MySQL High Availability with ProxySQL and MySQL Group Replication

As you may know, I started working with high load MySQL servers in 2010 (and then there are several entries that were noted in 2012 after I purchased back this domain :-D) and I mostly go with multi-slaves replications. These might be true in many practical cases where most of the high-traffic loads are for reading operators, not writing ones. There are several cases that I worked with multi-masters replications / MySQL cluster but I then found that my DB cluster often ran unstable, so I rarely suggest to use MySQL cluster previously. In addition, to deal with multi-servers connections, I gradually move from the application layer to the network-based layer (e.g. HA Proxy in my case). The preceding approach works, however that approach did not satisfy me since I still need much effort to monitor and manual intervention.

Today I note a new approach for MySQL HA requirement: High Availability with ProxySQL and MySQL Group Replication (which was introduced in v. 5.7.12). In case you want to check some other popular MySQL proxy solutions, come to read the Comparision at ProxySQL website first.

To start this test, I use 4 servers as follows:

SERVER_1: Install ProxySQL.
SERVER_2, SERVER_3, SERVER_4: play 3 nodes in MySQL Group Replication.
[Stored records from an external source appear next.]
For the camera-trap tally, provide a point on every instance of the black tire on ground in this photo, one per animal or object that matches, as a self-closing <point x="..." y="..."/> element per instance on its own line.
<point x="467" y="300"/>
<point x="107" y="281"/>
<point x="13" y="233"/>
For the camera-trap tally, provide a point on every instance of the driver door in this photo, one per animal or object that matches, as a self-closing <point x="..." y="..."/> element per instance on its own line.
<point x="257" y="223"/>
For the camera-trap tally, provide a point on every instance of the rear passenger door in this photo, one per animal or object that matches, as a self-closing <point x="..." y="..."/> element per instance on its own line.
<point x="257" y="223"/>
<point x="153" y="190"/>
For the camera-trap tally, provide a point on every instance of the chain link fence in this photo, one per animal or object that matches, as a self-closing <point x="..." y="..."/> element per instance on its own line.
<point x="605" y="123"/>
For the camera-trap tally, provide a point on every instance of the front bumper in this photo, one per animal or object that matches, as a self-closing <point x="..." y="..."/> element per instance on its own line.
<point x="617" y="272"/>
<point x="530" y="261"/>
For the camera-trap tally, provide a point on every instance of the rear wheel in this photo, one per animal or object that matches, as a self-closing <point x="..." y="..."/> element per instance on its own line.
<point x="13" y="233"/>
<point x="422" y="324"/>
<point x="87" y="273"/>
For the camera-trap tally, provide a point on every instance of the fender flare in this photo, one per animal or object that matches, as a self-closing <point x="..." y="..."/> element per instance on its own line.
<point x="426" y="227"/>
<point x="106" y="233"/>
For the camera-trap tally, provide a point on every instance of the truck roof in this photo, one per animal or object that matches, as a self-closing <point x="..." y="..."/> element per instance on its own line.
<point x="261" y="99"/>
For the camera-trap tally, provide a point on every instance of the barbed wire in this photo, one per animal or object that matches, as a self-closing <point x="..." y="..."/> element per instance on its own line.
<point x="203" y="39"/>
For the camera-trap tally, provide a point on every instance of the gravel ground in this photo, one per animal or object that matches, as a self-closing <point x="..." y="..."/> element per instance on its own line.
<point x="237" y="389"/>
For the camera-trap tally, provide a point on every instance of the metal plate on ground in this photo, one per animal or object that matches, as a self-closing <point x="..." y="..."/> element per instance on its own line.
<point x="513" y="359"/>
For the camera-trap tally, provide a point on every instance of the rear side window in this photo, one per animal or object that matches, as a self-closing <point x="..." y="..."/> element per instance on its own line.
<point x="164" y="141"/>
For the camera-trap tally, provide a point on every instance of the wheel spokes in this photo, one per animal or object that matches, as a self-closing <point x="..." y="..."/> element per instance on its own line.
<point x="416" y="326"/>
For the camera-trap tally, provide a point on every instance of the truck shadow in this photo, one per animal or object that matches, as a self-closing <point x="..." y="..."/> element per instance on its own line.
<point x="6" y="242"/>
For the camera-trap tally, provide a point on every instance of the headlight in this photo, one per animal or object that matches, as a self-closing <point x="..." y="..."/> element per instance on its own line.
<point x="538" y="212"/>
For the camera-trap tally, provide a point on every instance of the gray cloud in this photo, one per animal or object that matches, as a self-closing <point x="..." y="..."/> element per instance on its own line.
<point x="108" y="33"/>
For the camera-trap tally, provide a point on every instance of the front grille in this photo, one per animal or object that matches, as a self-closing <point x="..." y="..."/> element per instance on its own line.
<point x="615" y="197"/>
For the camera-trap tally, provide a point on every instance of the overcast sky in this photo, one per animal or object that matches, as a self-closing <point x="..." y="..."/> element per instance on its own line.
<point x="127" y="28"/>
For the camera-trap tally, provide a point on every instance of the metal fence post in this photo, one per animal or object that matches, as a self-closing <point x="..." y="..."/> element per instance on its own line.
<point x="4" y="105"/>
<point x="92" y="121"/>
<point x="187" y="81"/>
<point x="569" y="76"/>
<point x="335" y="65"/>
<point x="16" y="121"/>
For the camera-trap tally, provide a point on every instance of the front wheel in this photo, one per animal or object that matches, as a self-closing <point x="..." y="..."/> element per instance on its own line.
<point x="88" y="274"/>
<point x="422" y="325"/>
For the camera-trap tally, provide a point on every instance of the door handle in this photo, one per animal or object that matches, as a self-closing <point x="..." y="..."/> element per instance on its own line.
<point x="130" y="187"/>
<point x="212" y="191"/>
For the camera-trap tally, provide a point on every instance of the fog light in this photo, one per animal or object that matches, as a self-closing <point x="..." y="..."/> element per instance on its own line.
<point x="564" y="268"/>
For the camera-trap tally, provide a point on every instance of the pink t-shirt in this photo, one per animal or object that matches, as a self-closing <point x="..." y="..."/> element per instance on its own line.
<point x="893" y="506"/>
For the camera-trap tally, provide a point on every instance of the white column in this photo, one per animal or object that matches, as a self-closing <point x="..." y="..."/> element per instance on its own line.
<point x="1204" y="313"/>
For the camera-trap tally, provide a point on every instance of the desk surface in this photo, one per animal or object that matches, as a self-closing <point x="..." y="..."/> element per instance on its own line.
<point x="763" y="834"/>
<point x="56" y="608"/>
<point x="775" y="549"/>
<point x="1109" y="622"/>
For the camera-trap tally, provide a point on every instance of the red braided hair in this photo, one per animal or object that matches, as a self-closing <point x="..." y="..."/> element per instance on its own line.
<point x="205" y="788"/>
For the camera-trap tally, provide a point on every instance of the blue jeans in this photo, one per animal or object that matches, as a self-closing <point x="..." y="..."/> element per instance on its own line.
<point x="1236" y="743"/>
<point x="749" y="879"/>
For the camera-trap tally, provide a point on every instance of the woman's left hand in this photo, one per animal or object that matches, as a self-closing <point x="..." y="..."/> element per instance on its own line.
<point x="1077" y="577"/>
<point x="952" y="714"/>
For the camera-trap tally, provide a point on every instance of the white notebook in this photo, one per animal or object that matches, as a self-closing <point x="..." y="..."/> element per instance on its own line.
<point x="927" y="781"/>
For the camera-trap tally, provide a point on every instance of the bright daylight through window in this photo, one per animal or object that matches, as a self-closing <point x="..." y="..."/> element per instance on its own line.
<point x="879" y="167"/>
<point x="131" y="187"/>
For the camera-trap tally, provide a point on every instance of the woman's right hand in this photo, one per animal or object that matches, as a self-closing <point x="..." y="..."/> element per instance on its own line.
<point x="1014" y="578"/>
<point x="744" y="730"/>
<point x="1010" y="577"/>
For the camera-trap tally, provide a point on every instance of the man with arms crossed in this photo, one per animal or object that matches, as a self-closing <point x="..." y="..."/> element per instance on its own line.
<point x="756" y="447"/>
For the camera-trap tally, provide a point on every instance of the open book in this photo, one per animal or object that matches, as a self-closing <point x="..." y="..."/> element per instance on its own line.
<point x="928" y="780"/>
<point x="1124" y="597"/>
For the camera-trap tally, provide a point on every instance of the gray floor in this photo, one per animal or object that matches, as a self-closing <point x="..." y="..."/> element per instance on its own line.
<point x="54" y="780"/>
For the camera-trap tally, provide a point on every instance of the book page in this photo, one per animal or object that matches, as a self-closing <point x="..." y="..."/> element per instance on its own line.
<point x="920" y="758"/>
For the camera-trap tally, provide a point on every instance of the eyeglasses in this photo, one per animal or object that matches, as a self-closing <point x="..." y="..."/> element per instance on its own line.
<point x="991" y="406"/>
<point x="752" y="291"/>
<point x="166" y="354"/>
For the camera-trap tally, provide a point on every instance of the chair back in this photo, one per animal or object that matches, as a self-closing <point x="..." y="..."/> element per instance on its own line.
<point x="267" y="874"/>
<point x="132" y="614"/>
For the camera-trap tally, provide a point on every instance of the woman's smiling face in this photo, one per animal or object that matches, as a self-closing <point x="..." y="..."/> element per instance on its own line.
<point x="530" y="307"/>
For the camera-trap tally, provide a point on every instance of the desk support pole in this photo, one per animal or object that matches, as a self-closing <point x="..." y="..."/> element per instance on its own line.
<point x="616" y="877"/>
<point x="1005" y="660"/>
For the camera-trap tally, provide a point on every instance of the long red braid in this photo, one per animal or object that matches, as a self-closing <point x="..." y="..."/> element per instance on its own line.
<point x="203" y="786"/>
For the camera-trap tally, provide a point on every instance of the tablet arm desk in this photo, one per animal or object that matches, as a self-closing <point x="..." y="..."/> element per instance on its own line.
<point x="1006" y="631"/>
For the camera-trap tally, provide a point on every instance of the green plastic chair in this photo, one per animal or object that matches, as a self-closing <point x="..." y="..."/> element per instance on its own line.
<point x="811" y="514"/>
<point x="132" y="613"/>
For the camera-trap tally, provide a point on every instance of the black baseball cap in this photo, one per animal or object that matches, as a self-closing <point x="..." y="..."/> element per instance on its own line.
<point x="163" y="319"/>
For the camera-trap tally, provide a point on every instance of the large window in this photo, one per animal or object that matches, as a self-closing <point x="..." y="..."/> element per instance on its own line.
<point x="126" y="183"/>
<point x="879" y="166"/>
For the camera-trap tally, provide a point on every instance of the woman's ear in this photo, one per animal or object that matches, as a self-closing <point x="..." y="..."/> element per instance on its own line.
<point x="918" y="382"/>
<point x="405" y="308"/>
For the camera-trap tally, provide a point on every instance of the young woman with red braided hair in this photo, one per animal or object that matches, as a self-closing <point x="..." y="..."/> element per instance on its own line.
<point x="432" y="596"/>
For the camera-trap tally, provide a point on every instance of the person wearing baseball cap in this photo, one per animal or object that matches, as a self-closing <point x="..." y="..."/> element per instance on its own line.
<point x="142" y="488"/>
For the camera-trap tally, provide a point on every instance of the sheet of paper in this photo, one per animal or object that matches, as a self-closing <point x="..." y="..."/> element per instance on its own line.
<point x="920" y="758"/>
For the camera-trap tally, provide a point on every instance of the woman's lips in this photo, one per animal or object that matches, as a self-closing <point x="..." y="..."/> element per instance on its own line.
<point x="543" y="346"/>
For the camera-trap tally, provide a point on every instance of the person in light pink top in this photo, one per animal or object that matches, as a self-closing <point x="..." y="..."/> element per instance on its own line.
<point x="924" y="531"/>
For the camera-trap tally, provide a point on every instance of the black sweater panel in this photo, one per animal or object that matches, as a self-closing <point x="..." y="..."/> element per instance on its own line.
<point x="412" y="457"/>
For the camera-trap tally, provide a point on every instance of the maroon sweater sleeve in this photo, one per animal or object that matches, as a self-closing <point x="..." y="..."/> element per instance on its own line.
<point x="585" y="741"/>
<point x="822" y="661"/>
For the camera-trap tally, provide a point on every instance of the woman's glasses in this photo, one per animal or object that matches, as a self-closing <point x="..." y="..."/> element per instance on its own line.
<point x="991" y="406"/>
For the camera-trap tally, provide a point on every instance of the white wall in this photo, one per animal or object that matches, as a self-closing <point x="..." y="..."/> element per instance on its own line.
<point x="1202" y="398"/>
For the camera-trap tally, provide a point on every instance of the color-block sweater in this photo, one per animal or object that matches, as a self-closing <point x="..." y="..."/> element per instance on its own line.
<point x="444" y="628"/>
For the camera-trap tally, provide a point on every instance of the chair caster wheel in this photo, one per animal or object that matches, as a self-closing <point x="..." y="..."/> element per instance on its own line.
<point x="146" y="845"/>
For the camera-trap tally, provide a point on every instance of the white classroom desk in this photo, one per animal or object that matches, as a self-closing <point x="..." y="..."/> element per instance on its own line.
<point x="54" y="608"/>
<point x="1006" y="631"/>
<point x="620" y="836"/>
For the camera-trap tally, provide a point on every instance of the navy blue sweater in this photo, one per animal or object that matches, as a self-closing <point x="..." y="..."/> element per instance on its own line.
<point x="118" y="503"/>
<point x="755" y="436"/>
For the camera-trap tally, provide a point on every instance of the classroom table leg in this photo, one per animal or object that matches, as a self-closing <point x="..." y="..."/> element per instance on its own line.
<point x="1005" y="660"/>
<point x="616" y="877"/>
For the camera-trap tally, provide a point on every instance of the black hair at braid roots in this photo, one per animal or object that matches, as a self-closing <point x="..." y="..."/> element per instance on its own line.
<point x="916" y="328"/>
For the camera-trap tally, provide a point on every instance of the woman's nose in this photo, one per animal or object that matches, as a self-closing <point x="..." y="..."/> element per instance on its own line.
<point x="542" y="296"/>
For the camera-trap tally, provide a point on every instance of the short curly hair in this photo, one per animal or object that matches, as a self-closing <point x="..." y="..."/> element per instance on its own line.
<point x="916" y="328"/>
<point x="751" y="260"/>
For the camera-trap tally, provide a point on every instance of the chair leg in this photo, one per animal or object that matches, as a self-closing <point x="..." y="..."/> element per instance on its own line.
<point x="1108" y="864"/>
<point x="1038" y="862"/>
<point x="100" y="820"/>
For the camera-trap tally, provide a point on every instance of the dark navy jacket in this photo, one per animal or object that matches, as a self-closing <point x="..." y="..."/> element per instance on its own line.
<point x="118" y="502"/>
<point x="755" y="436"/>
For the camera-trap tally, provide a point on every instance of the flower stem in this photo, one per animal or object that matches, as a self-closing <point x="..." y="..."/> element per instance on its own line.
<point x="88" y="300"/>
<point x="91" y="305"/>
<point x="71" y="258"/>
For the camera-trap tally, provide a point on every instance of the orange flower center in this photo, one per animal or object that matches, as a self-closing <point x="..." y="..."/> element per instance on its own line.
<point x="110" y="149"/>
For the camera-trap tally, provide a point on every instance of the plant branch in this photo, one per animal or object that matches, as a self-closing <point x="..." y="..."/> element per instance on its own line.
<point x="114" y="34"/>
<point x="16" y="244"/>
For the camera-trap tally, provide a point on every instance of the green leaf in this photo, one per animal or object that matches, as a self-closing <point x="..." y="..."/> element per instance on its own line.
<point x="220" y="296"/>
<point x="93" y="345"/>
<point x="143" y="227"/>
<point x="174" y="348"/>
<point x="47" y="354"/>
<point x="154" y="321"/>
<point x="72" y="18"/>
Remember that we should better to NOT having an even number of nodes to avoid the split-brain issue.

Install latest MySQL Softwares to 3 DB nodes

Add MySQL APT Repository: Be noted that this step is necessary as the community version will be selected when installing MySQL instead of the default one. Otherwise, you will not see the group_replication.so file in the plugin_dir () directory.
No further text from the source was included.